1. Kochanek KD, Murphy SL, Xu JQ, Arias E. Mortality in the United States, 2016. NCHS Data Brief, no 293. Hyattsville, MD: National Center for Health Statistics. 2017.
2. Grundy SM, Stone NJ, Bailey AL, et al. 2018 AHA/ACC/AACVPR/AAPA/ABC/ACPM/ADA/AGS/APhA/ASPC/NLA/PCNA Guideline on the management of blood cholesterol: executive summary: a report of the American College of Cardiology/American Heart Association Task Force on clinical practice guidelines. J Am Coll Cardiol. 2018.

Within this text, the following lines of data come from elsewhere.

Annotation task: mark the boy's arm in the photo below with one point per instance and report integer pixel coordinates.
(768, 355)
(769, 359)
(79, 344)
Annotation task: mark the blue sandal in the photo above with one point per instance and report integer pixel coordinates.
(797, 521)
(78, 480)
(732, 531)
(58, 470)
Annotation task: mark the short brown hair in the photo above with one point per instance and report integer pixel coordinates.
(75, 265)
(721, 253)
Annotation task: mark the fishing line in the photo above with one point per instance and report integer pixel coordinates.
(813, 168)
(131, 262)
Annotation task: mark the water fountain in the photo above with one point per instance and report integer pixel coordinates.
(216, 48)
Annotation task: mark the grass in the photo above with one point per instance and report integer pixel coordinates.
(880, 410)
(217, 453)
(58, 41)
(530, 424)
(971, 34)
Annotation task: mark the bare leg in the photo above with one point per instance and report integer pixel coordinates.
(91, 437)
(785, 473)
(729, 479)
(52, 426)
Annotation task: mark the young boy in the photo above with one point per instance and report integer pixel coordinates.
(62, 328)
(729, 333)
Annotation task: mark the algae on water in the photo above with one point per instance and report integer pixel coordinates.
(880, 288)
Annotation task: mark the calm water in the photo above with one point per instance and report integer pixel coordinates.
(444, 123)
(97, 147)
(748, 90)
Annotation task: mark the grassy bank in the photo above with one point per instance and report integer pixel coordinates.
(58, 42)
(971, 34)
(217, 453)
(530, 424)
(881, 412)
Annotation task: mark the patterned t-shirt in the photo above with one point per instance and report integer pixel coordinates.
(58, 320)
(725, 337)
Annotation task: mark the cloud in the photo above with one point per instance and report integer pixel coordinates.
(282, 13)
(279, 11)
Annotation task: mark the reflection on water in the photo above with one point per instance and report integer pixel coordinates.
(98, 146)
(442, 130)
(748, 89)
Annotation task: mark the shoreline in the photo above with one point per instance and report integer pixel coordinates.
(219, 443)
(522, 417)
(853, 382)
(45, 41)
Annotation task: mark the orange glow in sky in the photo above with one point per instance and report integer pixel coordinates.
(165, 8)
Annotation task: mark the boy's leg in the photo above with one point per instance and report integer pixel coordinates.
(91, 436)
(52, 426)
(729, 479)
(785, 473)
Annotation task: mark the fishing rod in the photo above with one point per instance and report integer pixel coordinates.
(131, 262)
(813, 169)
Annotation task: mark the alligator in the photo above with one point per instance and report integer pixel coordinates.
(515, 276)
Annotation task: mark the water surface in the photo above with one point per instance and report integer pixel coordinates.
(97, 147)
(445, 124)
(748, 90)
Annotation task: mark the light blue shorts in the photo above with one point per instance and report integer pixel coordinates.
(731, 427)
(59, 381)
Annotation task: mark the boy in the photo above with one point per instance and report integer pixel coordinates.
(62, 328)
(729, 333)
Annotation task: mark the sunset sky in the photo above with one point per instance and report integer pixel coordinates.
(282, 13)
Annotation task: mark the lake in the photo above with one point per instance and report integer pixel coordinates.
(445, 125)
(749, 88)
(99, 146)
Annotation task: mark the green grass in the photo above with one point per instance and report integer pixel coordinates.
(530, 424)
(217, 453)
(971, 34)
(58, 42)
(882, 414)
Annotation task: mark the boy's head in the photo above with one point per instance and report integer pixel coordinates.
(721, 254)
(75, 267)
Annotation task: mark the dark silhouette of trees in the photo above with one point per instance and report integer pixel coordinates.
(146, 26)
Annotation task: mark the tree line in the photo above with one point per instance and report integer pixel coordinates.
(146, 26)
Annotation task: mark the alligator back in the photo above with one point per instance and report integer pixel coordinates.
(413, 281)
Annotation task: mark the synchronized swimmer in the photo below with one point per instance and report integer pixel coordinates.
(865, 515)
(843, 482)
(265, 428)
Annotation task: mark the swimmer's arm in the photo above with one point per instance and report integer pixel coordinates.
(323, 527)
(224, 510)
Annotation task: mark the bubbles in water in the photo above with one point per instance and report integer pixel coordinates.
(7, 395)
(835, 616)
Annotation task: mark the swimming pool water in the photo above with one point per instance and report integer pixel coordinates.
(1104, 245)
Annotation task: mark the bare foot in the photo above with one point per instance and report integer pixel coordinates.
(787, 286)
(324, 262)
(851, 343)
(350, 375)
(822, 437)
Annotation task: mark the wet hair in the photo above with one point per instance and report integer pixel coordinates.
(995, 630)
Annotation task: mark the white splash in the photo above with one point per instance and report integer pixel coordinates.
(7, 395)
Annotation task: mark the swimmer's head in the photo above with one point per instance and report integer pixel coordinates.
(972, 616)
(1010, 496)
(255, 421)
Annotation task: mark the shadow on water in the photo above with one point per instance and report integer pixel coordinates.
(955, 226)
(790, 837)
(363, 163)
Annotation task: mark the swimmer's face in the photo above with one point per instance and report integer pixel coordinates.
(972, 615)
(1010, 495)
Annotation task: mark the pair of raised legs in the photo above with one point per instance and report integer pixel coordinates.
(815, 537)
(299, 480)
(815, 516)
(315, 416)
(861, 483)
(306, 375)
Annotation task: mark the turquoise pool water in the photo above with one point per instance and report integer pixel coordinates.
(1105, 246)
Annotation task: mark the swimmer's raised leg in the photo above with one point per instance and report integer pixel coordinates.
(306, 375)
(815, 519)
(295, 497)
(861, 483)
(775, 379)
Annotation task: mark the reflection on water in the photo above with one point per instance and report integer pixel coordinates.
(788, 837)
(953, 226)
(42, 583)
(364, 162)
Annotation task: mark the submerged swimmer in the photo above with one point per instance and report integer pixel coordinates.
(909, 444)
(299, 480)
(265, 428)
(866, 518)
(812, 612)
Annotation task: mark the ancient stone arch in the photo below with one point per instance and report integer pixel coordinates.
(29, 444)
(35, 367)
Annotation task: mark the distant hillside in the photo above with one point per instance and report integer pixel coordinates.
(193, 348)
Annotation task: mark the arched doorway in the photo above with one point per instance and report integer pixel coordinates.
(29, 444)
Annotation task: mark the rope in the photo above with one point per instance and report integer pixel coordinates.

3. Sirtori CR. The pharmacology of statins. Pharmacol Res. 2014;88:3-11.
4. Lennernas H, Fager G. Pharmacodynamics and pharmacokinetics of the HMG-CoA reductase inhibitors. Similarities and differences. Clin Pharmacokinet. 1997;32(5):403-425.
5. Newman CB, Preiss D, Tobert JA, et al. Statin safety and associated adverse events: a scientific statement from the American Heart Association. Arterioscler Thromb Vasc Biol 2019; 39 (2): e38-e81.
6. Crestor [package insert]. Wilmington, DE: AstraZeneca Pharmaceuticals LP; 2010.
7. Zocor [package insert]. Northumberland, UK: Merck Sharp & Dohme LTD.; 2018.
8. Pravachol [package insert]. Princeton, NJ: Bristol-Myers Squibb Company; 1991.
9. Altoprev [package insert]. Ft. Lauderdale, FL: Watson Laboratories; 2002.
10. Lipitor [package insert]. Dublin, Ireland: Pfizer Ireland Pharmaceuticals; 2009
11. Livalo [package insert]. Montgomery, AL: Kowa Pharmaceuticals American, Inc.; 2009.
12. Baigent C, Blackwell L, Emberson J, et al. Efficacy and safety of more intensive lowering of LDL cholesterol: a meta-analysis of data from 170,000 participants in 26 randomised trials. Lancet 2010; 376 (9753): 1670-1681.
13. Mihaylova B, Emberson J, Blackwell L, et al. The effects of lowering LDL cholesterol with statin therapy in people at low risk of vascular disease: meta-analysis of individual data from 27 randomised trials. Lancet 2012; 380 (9841): 581-590.
14. Thavendiranathan P, Bagai A, Brookhart MA, Choudhry NK. Primary prevention of cardiovascular diseases with statin therapy: a meta-analysis of randomized controlled trials. Arch Intern Med 2006; 166 (21): 2307-2313.